A Spearman rank correlation coefficient (ρ) was calculated to measure the strength of association between different taxa. Community richness and diversity (Shannon–Wiener index) was compared between three or more cohorts by the Kruskal–Wallis test, followed by post hoc testing using the nonparametric Mann–Whitney test with Bonferroni adjustment to evaluate differences between two sample cohorts. A p-value <0.05 was deemed statistically significant. Further information regarding data processing and analysis is provided in the supplementary material.

Results

We analysed more than 2.1 million sequences from our normalised (2000 sequences per sample) dataset, which included 1057 samples in total (table 1 and file S1).

Airway community richness and diversity

Community diversity and richness were significantly different between communities originating from different airway sites (p<0.0001, Kruskal–Wallis test) (figure 1a and b); these differences were primarily between cohorts associated with health and disease, with no differences apparent between the three disease cohorts (CF sputum, CFMW and BE sputum).

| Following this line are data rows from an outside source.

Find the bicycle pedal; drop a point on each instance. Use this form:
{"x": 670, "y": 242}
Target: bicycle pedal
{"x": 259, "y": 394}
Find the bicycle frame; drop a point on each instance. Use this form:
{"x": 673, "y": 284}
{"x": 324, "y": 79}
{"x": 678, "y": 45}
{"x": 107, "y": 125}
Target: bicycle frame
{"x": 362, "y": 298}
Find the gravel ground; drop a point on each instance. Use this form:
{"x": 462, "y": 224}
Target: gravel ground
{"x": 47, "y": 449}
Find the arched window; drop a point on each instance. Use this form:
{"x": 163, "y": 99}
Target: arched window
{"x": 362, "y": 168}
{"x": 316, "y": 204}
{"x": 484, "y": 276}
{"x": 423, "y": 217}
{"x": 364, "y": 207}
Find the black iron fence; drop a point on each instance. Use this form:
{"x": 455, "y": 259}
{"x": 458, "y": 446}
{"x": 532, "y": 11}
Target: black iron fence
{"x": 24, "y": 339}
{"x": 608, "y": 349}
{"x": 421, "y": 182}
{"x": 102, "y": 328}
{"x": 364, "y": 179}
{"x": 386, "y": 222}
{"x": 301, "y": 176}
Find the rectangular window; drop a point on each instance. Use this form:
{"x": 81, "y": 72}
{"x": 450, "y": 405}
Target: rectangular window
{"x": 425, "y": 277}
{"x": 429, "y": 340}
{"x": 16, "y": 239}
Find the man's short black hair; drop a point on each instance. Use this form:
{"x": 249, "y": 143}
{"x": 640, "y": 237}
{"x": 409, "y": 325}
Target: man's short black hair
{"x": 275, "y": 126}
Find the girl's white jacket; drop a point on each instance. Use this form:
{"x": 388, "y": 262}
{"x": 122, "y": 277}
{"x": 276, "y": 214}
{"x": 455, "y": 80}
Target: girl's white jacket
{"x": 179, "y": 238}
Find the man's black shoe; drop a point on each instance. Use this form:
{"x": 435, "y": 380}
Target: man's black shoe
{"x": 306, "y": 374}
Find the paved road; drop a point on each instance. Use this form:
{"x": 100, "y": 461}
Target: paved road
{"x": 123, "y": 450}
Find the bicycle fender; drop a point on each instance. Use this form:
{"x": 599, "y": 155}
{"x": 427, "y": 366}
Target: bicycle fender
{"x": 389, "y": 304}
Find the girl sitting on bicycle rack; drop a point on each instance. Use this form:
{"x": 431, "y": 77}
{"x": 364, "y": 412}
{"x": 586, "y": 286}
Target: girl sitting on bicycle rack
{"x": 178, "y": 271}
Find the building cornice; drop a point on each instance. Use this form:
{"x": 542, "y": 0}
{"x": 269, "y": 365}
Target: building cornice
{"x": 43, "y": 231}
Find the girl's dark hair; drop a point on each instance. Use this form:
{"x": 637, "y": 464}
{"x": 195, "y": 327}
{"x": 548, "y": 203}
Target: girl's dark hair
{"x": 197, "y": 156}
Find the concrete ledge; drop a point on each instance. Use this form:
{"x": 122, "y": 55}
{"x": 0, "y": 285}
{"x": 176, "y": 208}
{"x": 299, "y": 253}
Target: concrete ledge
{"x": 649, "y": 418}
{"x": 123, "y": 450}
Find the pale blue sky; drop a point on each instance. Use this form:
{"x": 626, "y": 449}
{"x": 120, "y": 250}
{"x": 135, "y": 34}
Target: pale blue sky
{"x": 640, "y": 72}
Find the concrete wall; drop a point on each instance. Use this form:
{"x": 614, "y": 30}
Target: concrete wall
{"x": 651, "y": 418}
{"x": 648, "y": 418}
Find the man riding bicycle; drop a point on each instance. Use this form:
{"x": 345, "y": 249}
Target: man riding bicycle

Furthermore, there was no significant difference observed between the community diversity and richness of the disease-associated cohorts and several of the health-associated cohorts, which exhibited relatively low diversity and richness (p>0.05, Mann–Whitney post hoc testing with Bonferroni adjustment). Further information for pairwise comparisons between each sample cohort are shown in supplementary tables S1a and S1b, respectively.

FIGURE 1.

FIGURE 1

a) Taxa diversity (Shannon–Wiener diversity index) and b) taxa richness (counts of observed taxa per sample) for the 13 cohorts. Data are presented as intracohort spread with the horizontal line showing median values. Differences between pairs were evaluated using the Mann–Whitney test with Bonferroni adjustment (p<0.05 denoted significant differences). BE: bronchiectasis sputum; CF: cystic fibrosis sputum; CFMW: cystic fibrosis mouthwash; SAL: saliva; BM: buccal mucosa; HP: hard palate; TD: tongue dorsum; AKG: attached keratinised gingiva; SupP: supragingival plaque; SubP: subgingival plaque; TH: throat; PT: palatine tonsils; AN: anterior nares.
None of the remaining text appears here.